Alibaba Group Holding Limited, BABA
The employee base currently totals 128,197 individuals, representing a decline from 194,320 workers recorded one year prior. This translates to more than 66,000 positions eliminated within a single year.
The primary catalyst for these workforce reductions stems from Alibaba’s strategic withdrawal from physical retail operations. The corporation divested its ownership position in Sun Art Retail Group during late 2024 and simultaneously exited its involvement with department store operator Intime. These divestitures removed substantial numbers of staff associated with traditional storefront operations.
This represents an acceleration from previous reductions. By December 2024, Alibaba had already decreased its employee count by 11% compared to the prior year. However, that reduction appears relatively minor when measured against the subsequent downsizing.

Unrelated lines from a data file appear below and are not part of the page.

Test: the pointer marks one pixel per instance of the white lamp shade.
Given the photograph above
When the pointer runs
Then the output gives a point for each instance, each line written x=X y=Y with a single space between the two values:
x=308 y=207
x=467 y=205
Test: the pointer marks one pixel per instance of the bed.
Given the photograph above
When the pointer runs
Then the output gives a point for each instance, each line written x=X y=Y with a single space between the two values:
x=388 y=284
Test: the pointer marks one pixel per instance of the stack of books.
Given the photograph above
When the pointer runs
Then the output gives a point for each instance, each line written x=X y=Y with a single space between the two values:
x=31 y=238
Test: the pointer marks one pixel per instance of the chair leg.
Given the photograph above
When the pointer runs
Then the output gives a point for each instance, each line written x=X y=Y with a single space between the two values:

Financial Performance Compounds Challenges
The workforce statistics accompanied equally concerning financial metrics. Earnings crashed 67% during the October through December period, while revenue figures disappointed against Wall Street consensus estimates. This dual disappointment triggered the sharp Friday selloff in Hong Kong trading.

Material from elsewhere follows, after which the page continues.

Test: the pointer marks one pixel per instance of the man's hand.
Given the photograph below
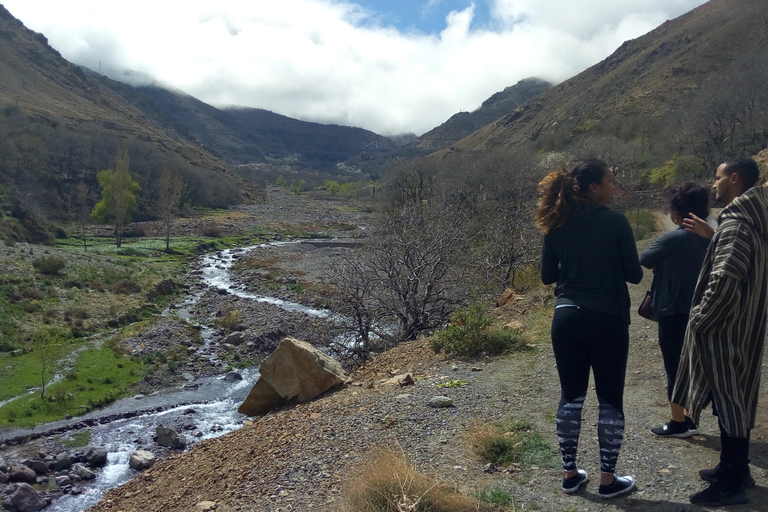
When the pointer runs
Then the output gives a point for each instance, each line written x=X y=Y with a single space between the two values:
x=698 y=226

These results illustrate a corporation navigating significant transformation — divesting legacy, capital-intensive business segments while attempting to construct a more streamlined, technology-focused operation.
Alibaba maintains its position as China’s second-largest technology enterprise by valuation, yet faces substantial headwinds. Growth rates across certain fundamental business lines have decelerated, while competitive pressures in Chinese digital commerce and cloud infrastructure remain fierce.
Artificial Intelligence Strategy Moves Forward
Despite the negative financial results and employment cuts dominating coverage, Alibaba simultaneously advanced its artificial intelligence initiatives throughout the week.
The organization introduced Wukong, an agentic AI platform designed for corporate clients. Concurrently, it implemented pricing increases between 20% and 34% across its cloud computing and storage offerings, attributing the adjustments to heightened demand and elevated supply chain expenses.
Chief Executive Eddie Wu informed analysts during Thursday’s conference call that Alibaba targets expanding its cloud and AI revenue streams beyond $100 billion annually within five years.
The enterprise envisions constructing what management describes as a comprehensive AI ecosystem — encompassing semiconductor design through computing architecture to AI model development. This represents an aggressive objective requiring competition against both Chinese competitors and international cloud infrastructure providers.
Implementing 34% cloud price increases simultaneously with announcing expanded AI ambitions represents calculated strategy. This approach indicates Alibaba prioritizes profitability and capital for reinvestment over aggressive market share expansion in the near term.
This week’s developments — disappointing financial performance, substantial workforce reductions, new AI product launches, and significant cloud pricing adjustments — illustrate a corporation executing difficult strategic decisions while transitioning toward an alternative growth framework.
Shares traded down 0.38% in recent sessions following Friday’s more dramatic 6% drop.